Moreover, a third element has been added by new modes of fundraising – subscriptions, donations or some form of crowdfunding. The lure of confirmation bias means that a significant section of subscribers coalesced to find cocoons of validation in ideologically aligned new media initiatives. In the process, they emerged as a third group whose capacity for agenda-setting and reinforcing editorial biases cannot be discounted.
Third, an offshoot of this has been attempts to attack the commercial motivations of mainstream media houses, particularly their ad-driven revenue earnings. This is how a number of non-corporate startups promising “independent” and “alternate” media pitch their initiatives. However, such a simplistic take on the working of the mainstream space is rooted in a flawed understanding of the interplay of commerce and the expansion of news media in the country, and the role of the mainstream media in creating the public sphere.
In her study of the widening reach of the Hindi press, Sevanti Ninan brought out how these processes actually added new realms of discourse in the Hindi heartland, reinventing the public sphere.
In her work Headlines from the Heartland, Ninan wrote: “In fact when commercially-driven newspaper barons pushed their products into small towns and villages with the help of price incentives, the effect wasn’t of degenerating public sphere. These newspapers democratised debate so that an impoverished head-loader could figure in it, as much as chief minister...they also raised public expectations that the state would respond to the needs and grievances of ordinary people, aired in these newspapers.”
Besides the civic function, the sheer scale of news-and-views dissemination in the mainstream space means that it remained indispensable even for consumers of alternative media. The news-deficient and far more ideologically-driven alternative news media has been no match for the mainstream media’s news basket and spread of viewpoints.
Moreover, the fears about corporate takeovers undermining diversity of players and voices in the news space seem increasingly anachronistic in the age of internet-driven information highways. In one way or another, an idea or piece of information now has far more avenues to be out in the public sphere than the actors denying space to them.

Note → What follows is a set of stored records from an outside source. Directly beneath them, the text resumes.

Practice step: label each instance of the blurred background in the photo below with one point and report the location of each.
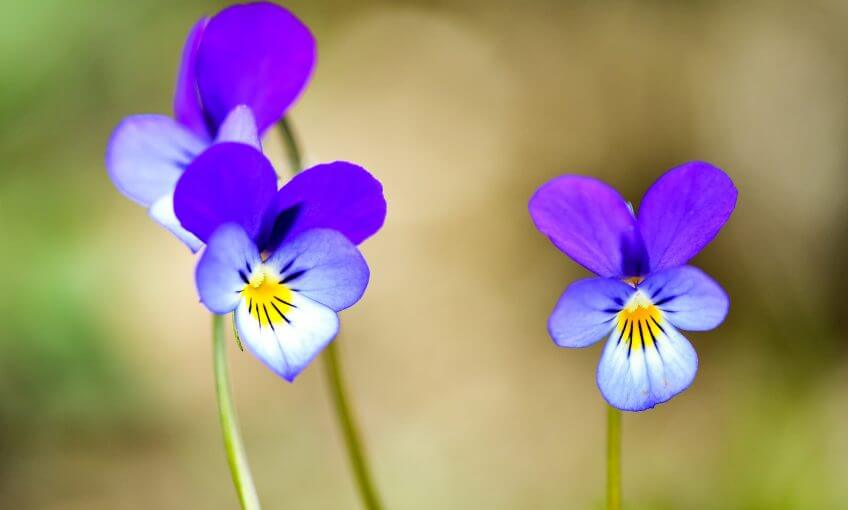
(462, 109)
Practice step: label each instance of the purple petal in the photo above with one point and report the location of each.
(324, 266)
(147, 154)
(230, 182)
(290, 346)
(162, 212)
(589, 222)
(339, 196)
(683, 211)
(586, 311)
(257, 54)
(229, 255)
(187, 108)
(240, 126)
(638, 373)
(688, 298)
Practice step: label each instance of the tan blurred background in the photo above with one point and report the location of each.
(462, 109)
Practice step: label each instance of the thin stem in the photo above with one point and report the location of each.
(292, 148)
(335, 379)
(356, 455)
(613, 458)
(236, 456)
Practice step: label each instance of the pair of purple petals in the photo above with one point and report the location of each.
(240, 72)
(285, 261)
(644, 292)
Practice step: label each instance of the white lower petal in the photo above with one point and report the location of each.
(638, 375)
(287, 345)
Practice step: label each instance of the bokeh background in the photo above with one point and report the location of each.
(462, 109)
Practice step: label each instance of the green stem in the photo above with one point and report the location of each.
(613, 458)
(236, 456)
(292, 148)
(335, 380)
(355, 453)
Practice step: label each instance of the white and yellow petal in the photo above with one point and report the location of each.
(646, 361)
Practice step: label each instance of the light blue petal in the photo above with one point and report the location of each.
(288, 347)
(689, 298)
(586, 311)
(323, 265)
(147, 154)
(240, 126)
(162, 212)
(223, 268)
(640, 377)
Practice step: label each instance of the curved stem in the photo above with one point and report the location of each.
(613, 458)
(355, 453)
(236, 456)
(292, 148)
(335, 380)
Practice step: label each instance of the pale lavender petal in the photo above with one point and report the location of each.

The understanding of the strands of the news media-public sphere interplay shouldn’t lose its way in the simplistic binaries of corporate and non-corporate media. The quixotic ideas and ensuing fallacies about the unmediated media space only add more layers of bias and erect self-deluding echo chambers. Perhaps coming to grips with elements of relativity, scale and specific approach can better aid the understanding of the evolving public sphere and its multiple creators in the country.